Although Jamison does give us a attractive player to trade, the only problem teams will have, is his contract. Well Dallas didn't have a problem with it, I guess we'll just have to wait till the season starts until we know for sure.


----------



## Dragnsmke1 (Jul 29, 2002)

Obviously Cuban wouldnt have pulled the trigger if he didnt mind having to pay all that money in 2007. But then again thats probably not a lot of money to him. Especially if he gets 1 or 2 championships out of it.


----------



## TMOD (Oct 12, 2002)

Send Jamison (and others) back to his UNC teammate Vince, and get rebounders like Antonio Davis, Jerome Williams, and Jerome Moiso back. Toronto could use another scorer, and Jamison will have a field day in the East.


----------



## Tristan (Jan 13, 2003)

> Originally posted by <b>TMOD</b>!
> Send Jamison (and others) back to his UNC teammate Vince, and get rebounders like Antonio Davis, Jerome Williams, and Jerome Moiso back. Toronto could use another scorer, and Jamison will have a field day in the East.

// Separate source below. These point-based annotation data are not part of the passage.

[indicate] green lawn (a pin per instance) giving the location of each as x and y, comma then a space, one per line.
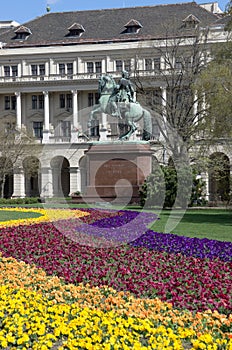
201, 223
6, 215
211, 223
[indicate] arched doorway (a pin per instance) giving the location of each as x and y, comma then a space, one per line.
6, 177
60, 176
83, 173
219, 177
31, 166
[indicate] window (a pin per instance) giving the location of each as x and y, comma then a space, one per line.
66, 101
7, 102
127, 65
42, 69
89, 67
66, 69
62, 100
11, 71
34, 69
34, 102
66, 128
118, 65
151, 64
10, 102
13, 102
14, 71
69, 68
38, 129
123, 65
154, 97
98, 67
62, 69
41, 101
94, 129
37, 101
157, 63
38, 69
69, 100
148, 64
94, 67
92, 98
7, 71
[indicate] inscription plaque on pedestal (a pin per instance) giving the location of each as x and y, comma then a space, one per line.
116, 172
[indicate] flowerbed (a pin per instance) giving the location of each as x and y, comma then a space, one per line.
136, 294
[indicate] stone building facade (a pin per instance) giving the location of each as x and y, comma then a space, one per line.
49, 71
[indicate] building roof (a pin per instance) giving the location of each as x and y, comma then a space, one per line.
108, 25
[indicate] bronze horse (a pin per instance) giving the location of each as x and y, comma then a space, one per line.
127, 112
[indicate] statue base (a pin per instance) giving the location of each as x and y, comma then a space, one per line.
116, 171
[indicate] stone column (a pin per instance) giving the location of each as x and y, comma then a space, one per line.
75, 180
46, 131
103, 128
19, 183
18, 111
205, 178
195, 106
164, 125
46, 182
75, 122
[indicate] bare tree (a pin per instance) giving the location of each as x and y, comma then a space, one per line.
15, 145
181, 112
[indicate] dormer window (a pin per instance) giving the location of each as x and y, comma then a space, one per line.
132, 26
76, 29
22, 33
190, 22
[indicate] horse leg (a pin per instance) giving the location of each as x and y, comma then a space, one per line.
127, 135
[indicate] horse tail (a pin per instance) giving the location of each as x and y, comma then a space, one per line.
147, 125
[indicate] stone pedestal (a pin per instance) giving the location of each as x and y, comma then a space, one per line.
115, 171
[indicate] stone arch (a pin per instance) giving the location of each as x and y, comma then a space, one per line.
60, 176
83, 173
6, 177
219, 177
32, 175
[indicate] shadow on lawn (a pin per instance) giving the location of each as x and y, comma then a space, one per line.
199, 217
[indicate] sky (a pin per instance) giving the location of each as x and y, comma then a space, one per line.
23, 11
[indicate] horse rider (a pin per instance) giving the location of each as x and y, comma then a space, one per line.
126, 90
123, 92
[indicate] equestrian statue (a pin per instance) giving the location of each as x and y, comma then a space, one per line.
118, 100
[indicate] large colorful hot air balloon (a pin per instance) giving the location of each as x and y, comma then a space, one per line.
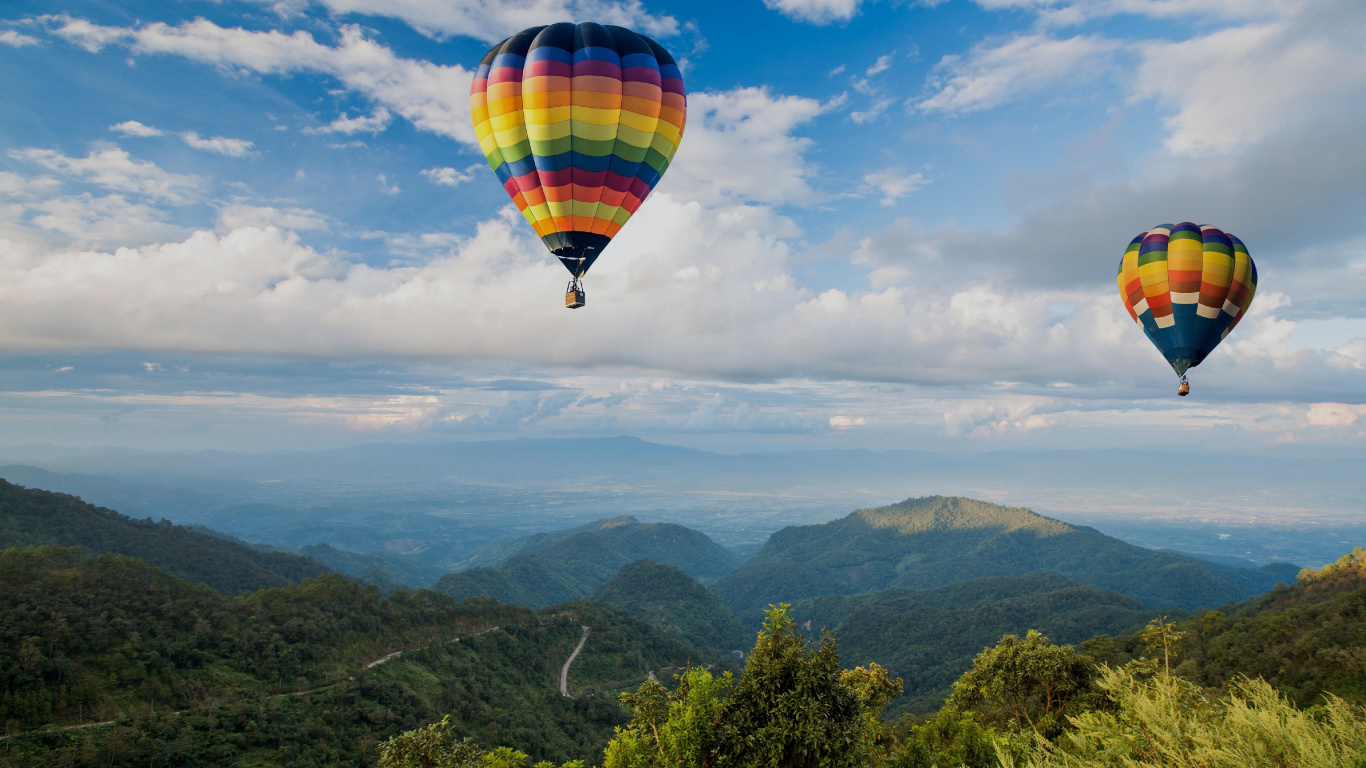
578, 122
1187, 286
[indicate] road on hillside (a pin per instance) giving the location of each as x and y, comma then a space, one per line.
564, 670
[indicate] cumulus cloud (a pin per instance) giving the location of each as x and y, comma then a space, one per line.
496, 21
816, 11
430, 96
450, 176
114, 168
372, 123
237, 215
739, 145
17, 40
135, 129
894, 183
995, 73
217, 145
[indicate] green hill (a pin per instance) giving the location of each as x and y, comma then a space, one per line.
668, 597
935, 541
37, 518
553, 567
929, 637
1307, 638
171, 673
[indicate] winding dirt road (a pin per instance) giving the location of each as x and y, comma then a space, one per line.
564, 670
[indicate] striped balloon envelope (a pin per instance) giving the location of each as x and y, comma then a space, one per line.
1187, 286
578, 122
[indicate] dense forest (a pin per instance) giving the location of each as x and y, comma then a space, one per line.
933, 541
929, 637
1025, 701
109, 660
553, 567
668, 597
36, 518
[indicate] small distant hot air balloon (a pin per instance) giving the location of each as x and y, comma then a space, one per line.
1187, 286
578, 122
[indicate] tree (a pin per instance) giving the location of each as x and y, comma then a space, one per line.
790, 708
1165, 720
1023, 683
430, 746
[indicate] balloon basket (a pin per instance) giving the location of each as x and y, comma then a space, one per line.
574, 295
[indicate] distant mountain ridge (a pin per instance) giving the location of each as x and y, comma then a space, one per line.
929, 637
555, 567
936, 540
667, 597
37, 518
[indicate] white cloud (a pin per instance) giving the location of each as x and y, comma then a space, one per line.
135, 129
1239, 85
430, 96
895, 183
239, 216
217, 145
873, 112
450, 176
361, 123
495, 21
996, 417
15, 40
1335, 414
992, 74
739, 146
883, 64
816, 11
114, 168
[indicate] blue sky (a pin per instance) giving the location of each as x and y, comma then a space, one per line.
889, 224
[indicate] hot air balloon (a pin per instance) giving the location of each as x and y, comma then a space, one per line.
578, 122
1187, 286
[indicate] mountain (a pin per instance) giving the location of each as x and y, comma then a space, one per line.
929, 637
33, 518
553, 567
668, 597
405, 571
936, 540
1307, 638
157, 670
664, 543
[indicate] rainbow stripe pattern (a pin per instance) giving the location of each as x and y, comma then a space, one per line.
1187, 286
578, 122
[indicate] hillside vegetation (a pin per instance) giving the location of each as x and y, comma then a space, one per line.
179, 674
36, 518
553, 567
929, 637
933, 541
1307, 640
670, 599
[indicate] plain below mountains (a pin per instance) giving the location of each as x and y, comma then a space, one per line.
556, 567
935, 541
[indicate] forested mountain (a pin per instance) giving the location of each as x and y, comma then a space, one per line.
928, 637
34, 518
1307, 638
933, 541
301, 675
668, 597
553, 567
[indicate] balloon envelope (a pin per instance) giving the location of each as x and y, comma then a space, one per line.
578, 122
1187, 286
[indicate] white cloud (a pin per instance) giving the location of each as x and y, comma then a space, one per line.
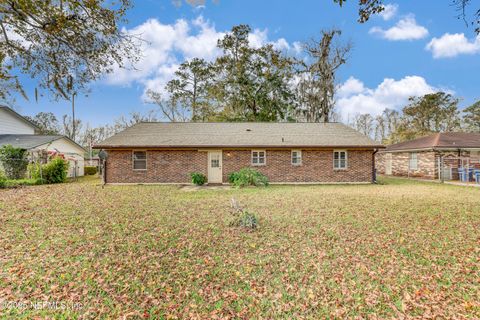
389, 11
350, 87
405, 29
452, 45
354, 98
165, 46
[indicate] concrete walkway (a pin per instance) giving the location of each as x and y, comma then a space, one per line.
455, 183
191, 188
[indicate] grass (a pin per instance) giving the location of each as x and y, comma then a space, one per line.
157, 252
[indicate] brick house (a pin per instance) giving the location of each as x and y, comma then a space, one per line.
426, 157
285, 152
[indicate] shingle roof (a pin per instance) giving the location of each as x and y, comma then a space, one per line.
438, 141
235, 134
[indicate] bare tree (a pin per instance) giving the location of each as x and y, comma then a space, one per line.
316, 88
364, 123
170, 109
70, 130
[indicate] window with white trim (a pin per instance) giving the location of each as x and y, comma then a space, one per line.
258, 157
339, 159
413, 161
296, 157
139, 160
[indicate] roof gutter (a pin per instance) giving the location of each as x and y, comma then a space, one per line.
111, 147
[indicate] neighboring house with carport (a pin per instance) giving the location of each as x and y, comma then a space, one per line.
428, 156
19, 132
285, 152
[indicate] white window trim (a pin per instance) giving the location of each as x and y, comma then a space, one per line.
258, 164
346, 160
410, 167
301, 157
133, 160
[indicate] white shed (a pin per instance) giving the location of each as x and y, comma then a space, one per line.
19, 132
58, 145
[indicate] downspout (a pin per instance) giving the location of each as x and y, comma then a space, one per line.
104, 172
374, 172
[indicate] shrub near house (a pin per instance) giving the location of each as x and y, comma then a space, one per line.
14, 162
54, 171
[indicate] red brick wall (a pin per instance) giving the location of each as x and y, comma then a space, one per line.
162, 166
426, 167
174, 166
317, 166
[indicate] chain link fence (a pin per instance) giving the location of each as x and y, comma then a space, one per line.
465, 169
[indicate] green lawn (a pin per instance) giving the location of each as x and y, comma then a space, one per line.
320, 252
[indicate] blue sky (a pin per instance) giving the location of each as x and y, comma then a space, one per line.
415, 48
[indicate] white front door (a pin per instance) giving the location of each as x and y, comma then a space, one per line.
215, 167
388, 164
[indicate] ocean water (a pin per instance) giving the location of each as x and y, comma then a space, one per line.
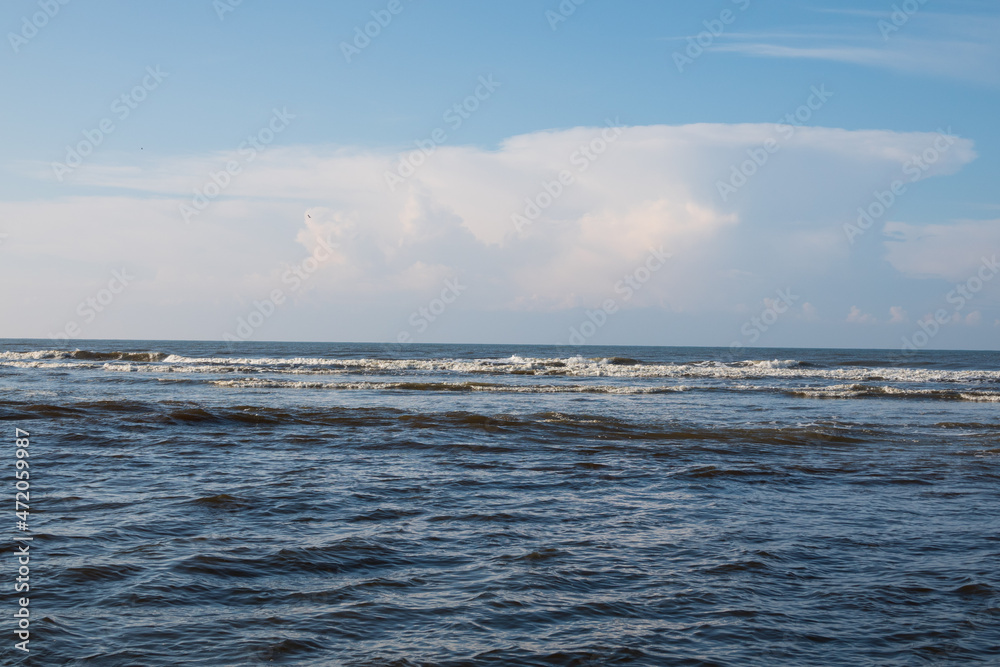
349, 504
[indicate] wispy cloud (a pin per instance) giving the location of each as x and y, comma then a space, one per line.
961, 47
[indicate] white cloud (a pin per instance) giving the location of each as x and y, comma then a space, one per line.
857, 317
946, 45
655, 186
950, 251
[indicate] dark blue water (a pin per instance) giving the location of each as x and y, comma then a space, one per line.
321, 504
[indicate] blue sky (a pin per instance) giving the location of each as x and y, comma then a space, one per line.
314, 201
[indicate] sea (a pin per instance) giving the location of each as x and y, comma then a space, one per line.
205, 503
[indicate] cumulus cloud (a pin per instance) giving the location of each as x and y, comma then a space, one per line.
623, 194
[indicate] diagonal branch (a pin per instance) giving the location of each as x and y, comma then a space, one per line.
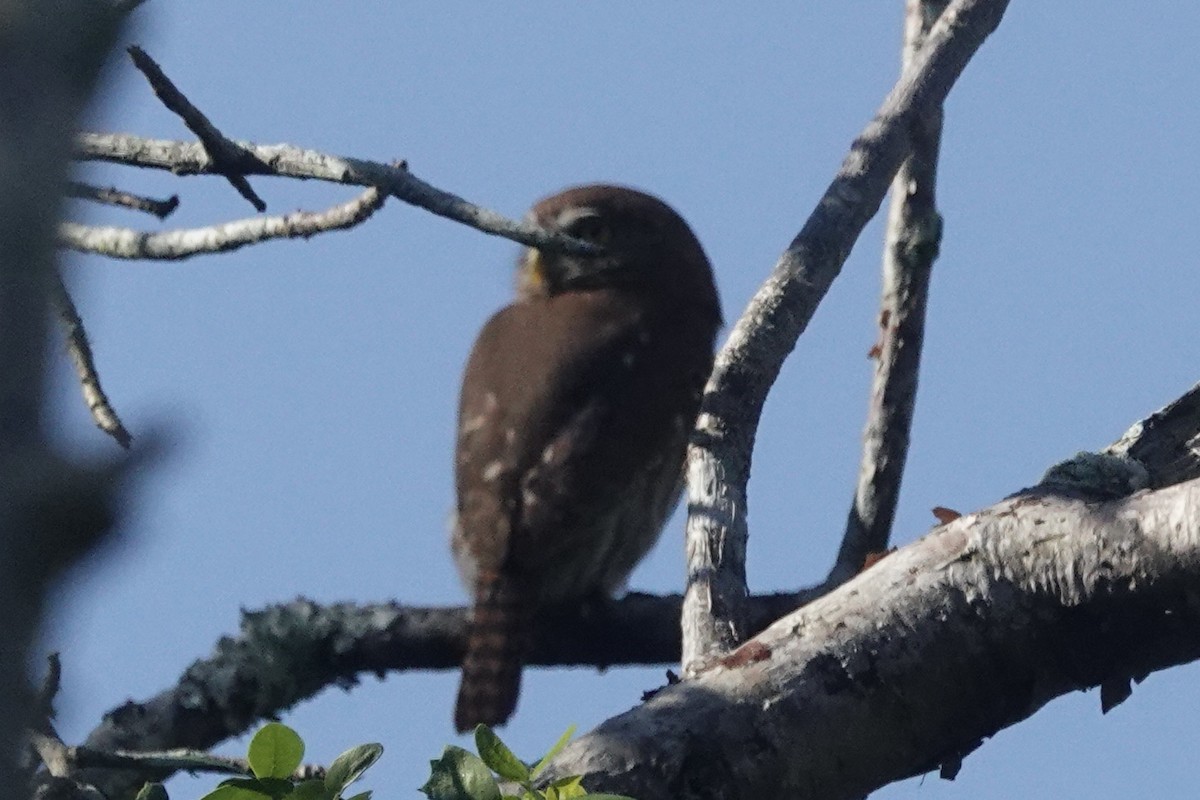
111, 196
748, 364
229, 158
912, 238
177, 245
286, 654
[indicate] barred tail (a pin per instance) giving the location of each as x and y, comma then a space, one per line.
496, 649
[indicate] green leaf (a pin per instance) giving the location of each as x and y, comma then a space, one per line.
262, 787
570, 787
349, 767
460, 775
228, 791
151, 792
310, 789
553, 751
275, 751
498, 756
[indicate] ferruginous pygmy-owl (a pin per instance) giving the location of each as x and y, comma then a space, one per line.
573, 423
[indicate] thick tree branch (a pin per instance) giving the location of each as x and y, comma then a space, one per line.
911, 245
747, 366
79, 350
912, 663
177, 245
51, 511
287, 161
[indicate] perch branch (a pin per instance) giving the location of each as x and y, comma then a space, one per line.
111, 196
287, 161
79, 350
228, 158
747, 366
910, 247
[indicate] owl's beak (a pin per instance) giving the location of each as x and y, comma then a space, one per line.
533, 269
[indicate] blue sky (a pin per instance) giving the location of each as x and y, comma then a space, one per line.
310, 388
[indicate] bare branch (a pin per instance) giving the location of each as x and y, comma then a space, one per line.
51, 512
287, 161
913, 662
747, 366
177, 245
228, 158
911, 245
79, 350
111, 196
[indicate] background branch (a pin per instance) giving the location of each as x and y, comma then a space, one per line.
79, 350
177, 245
911, 245
912, 663
111, 196
286, 654
228, 158
747, 366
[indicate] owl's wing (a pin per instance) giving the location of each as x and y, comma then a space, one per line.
547, 431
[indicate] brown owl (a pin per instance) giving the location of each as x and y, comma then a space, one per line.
576, 405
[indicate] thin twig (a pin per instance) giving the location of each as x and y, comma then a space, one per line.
79, 350
287, 161
747, 366
177, 245
231, 160
911, 245
111, 196
286, 654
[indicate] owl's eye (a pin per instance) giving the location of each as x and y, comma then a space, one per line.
588, 227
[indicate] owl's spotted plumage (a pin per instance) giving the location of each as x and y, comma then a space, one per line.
574, 417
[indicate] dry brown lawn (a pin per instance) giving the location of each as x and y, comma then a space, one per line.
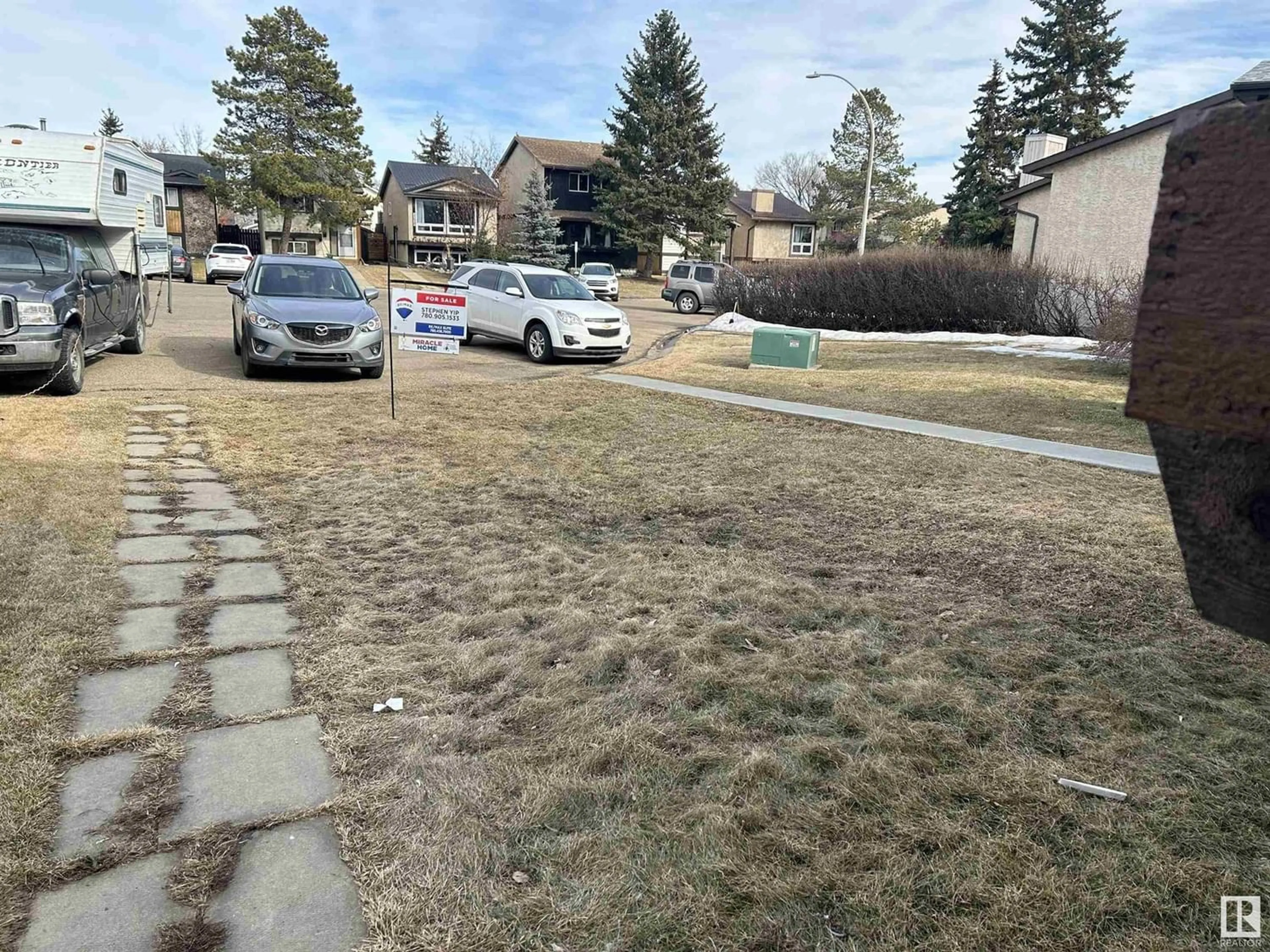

Nah I think this nowitzki-jamison duo is good because they both can shoot and they were both in the same draft together. This is a very good trade for Dallas.


----------



## LionOfJudah (May 27, 2003)

IMO, It all depends on how well the season goes in Cuban and Nelly's opinion. But I'd like to see Jamison stick around. We've never seen him play with a decent team, no telling what he can do with 3 other all-stars...


----------



## Keith Closs (May 13, 2003)

im not in dallas so i dont know the situation but on espnews yestereday they were talking to a guy from a dallas paper who broke the jamison deal a few weeks ago and he said that finley is now being dangled in deals for a big man..


----------



## Dragnsmke1 (Jul 29, 2002)

> Originally posted by <b>Keith Closs</b>!
> im not in dallas so i dont know the situation but on espnews yestereday they were talking to a guy from a dallas paper who broke the jamison deal a few weeks ago and he said that finley is now being dangled in deals for a big man..



BLASPHAMY!!!


----------



## Tristan (Jan 13, 2003)

> Originally posted by <b>Dragnsmke1</b>!
> 
> 
> 
> BLASPHAMY!!!


:laugh:


----------



## Stinger (Jun 10, 2003)

What's Blasphamy?


----------



## XXXCalade (Jul 4, 2003)

what big man do you think you would get out of chicago maybe marcus fizer but he couldnt play center i could see if you were trying to get a power forward but if you think you are gonna get curry from the bulls you are out of control


----------